This week, Rem Koolhaas has been given the privileged spot of being our Architect of the Week. Remment Lucas Koolhaas is a Dutch architect, architectural theorist and urbanist, born in Rotterdam, the Netherlands in November 1945.
He is best known for being one of the founders and a partner of the Office for Metropolitan Architecture (OMA) along with fellow partners Ellen van Loon, Reinier de Graaf, Shohei Shigematsu, Iyad Alaska, David Gianotten and Victor van der Chrijs.
Koolaas is a Professor in Practise of Architecture and Urban Design, which he was awarded while studying at the Graduate School of Design at Harvard University. Koolaas later went on to study at the Architectural Association School of Architecture in London as well as at the Cornell University in New York.
In 1975, Koolaas co-founded the OMA as well as its research orientated counterpart, the AMO with Elia Zenghelis, Madelon Vriesendorp and Zoe Zenghelis. As well as this, Koolaas also co-founded Volume Magazine with Mark Wigley and Ole Bouman.
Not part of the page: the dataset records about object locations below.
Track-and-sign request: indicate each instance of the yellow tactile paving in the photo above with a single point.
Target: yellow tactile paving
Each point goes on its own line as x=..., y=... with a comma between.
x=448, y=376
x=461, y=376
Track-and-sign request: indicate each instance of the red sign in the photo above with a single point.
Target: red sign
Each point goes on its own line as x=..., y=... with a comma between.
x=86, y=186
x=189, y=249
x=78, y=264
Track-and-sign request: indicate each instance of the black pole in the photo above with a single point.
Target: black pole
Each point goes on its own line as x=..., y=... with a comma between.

Koolhaas has won a number of awards for his his work, including becoming the Pritzker Prize winner in the year 2000, for his work on the Casa da Música (House of Music) in Porto, Portugal.
He won the Royal Gold Medal for Architecture in 2004 and also won the Praemium Imperiale in 2003 which is a Japanese award for the Outstanding contributions to the development, promotion and progress of the arts.
|China Central TV Headquarters in Beijing was designed by OMA with East China Architectural Design & Research Institute|
Rem and OMA have an extensive portfolio of buildings, including the China Central TV Headquarters, above, which OMA designed with the East China Architectural Design & Research Institute in 2004 (opened 2012).
Other work includes McCormick Tribune Campus Centre at the Illinois Institute of Technology (2003) of which Rem won a competition between Peter Eisenman, Helmut Jahn, Kazuyo Sejima and last week's Architect of the Week, Zaha Hadid to design this building.
Other buildings include the Dee and Charles Wyly Theatre at the AT&T Performing Arts Centre in Dallas of which he designed with Joshua Prince-Ramus, the Shenzhen Stock Exchange building in Shenzhen, China and the Serpentine Gallery in Kensington Gardens, London.